Waste plastic bottles can be converted into highly effective antifungal drugs. The research was conducted by IBM nanomedical researchers and the Singapore Institute of Bioengineering and Nanotechnology. The researchers turned recycled plastic bottles into non-toxic, biocompatible, highly effective antifungal nanofibers that treat resistant fungal infections and bacterial infections such as methicillin-resistant Staphylococcus aureus (MRSA).

According to reports, more than 1 billion people worldwide are infected with fungi every year, ranging from local skin infections (such as athlete's foot) to life-threatening fungal blood infections. When the patient is treated with antibiotics, the immune system is damaged. There is an urgent need to develop highly effective and disease-specific antifungal agents to alleviate the growing problem of drug resistance. Traditional antifungal treatments require intracellular invasion of infection, but it is difficult to target and penetrate the fungal membrane wall. In addition, because fungal metabolism is similar to mammalian cells, existing drugs are unable to distinguish between healthy and infected cells.
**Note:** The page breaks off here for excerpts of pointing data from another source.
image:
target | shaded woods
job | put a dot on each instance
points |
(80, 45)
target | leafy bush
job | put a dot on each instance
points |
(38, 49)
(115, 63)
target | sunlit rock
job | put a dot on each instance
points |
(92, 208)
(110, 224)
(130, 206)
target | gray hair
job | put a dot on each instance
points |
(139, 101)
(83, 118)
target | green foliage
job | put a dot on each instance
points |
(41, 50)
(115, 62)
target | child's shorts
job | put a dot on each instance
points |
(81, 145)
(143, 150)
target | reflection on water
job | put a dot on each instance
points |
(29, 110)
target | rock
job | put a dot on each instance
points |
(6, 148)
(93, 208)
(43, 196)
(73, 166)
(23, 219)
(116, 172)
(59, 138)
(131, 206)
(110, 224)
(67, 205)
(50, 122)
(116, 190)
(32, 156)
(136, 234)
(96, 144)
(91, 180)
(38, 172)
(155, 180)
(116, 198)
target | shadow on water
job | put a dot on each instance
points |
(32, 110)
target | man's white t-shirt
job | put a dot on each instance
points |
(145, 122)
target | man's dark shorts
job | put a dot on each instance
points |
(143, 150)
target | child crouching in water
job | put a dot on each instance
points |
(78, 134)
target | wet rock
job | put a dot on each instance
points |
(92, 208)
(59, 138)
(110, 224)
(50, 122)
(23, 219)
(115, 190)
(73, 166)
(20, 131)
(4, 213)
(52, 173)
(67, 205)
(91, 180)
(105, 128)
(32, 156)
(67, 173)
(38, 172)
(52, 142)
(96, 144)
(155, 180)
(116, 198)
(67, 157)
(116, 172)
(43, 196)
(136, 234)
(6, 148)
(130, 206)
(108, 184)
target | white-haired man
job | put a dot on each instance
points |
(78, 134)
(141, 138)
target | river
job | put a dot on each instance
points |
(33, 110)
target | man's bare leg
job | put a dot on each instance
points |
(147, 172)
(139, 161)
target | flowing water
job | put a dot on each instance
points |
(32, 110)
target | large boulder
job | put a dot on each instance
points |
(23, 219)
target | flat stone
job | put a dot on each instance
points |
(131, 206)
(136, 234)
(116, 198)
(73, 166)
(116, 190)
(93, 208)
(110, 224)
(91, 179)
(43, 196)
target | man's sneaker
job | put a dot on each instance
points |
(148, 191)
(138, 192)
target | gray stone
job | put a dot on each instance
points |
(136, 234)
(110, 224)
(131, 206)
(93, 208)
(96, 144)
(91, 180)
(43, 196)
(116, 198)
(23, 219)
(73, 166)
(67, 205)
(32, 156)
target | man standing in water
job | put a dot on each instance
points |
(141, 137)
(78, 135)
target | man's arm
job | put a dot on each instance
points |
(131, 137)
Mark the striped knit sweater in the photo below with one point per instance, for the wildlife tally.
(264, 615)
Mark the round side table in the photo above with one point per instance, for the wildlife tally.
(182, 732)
Based on this, the researchers used an organic catalytic process to promote the conversion of ordinary plastic materials made of polyethylene terephthalate (PET), in the process of producing new molecules of antifungal agents. These new antifungal agents are self-assembled by a hydrogen bonding method, such as molecular velcro bonds, which form nanofibers in a polymer-like manner to exhibit an active antifungal effect. This new nanofiber is positively charged and can be selectively targeted and attached to a negatively charged fungal membrane based solely on electrostatic interactions. It then prevents it from attacking by breaking down and destroying the walls of the fungal cell membrane.